Enhanced visible light photocatalysis of Bi2O3/BiVO4 and Bi2O3/Ag3VO4 heterojunctions: effects of synthetic procedures

In this investigation, different synthetic procedures were used to generate Bi2O3 (BOS)/BiVO4 (BVO) and BOS/Ag3VO4 (AVO) composites. The BOS/BVO composites that were produced by single-step and two-step processes were denoted as BB1 and BB2, respectively; the BOS/AVO composites that were formed by these processes were denoted as BA1 and BA2, respectively. All photocatalysts were prepared by a hydrothermal process, except for BOS, which was prepared by a solvothermal process. The prepared composites were characterized by X-ray diffraction, scanning electron microscopy, photoluminescence spectroscopy, UV-vis diffuse reflectance spectroscopy, X-ray photoelectron spectroscopy, and specific surface area analysis. C.I. Reactive Red 2 (RR2) was used as the parent compound in photocatalytic reactions to compare the photoactivities of the photocatalysts. The RR2 photodegradation exhibited pseudo-first-order kinetics.
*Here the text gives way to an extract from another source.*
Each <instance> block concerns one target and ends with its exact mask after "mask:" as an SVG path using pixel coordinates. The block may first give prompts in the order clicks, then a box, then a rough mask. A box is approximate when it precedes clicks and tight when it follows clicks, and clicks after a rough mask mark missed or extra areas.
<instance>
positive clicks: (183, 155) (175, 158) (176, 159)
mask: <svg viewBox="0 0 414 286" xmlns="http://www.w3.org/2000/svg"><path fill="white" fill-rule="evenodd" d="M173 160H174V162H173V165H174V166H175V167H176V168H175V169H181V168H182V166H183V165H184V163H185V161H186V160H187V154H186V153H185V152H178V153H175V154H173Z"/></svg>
Under visible light irradiation, the RR2 photodegradation rate constants of BVO, AVO, BOS, BB1, BB2, BA1, and BA2 were 0.120, 0.168, 0.042, 0.750, 0.354, 1.062, and 1.244 h(-1), respectively. The improvement of photocatalytic activity was attributed to the prolongation of the lifetime of photo-generated electron-hole pairs in BOS/BVO and BOS/AVO composites. The findings of this study suggest that the photo-generated holes and superoxide anion radicals are the dominant reactive species in the oxidative degradation of RR2 in the UV/BB2 system; additionally, hydroxyl radicals are the dominant oxidative species in the UV/BA2 system.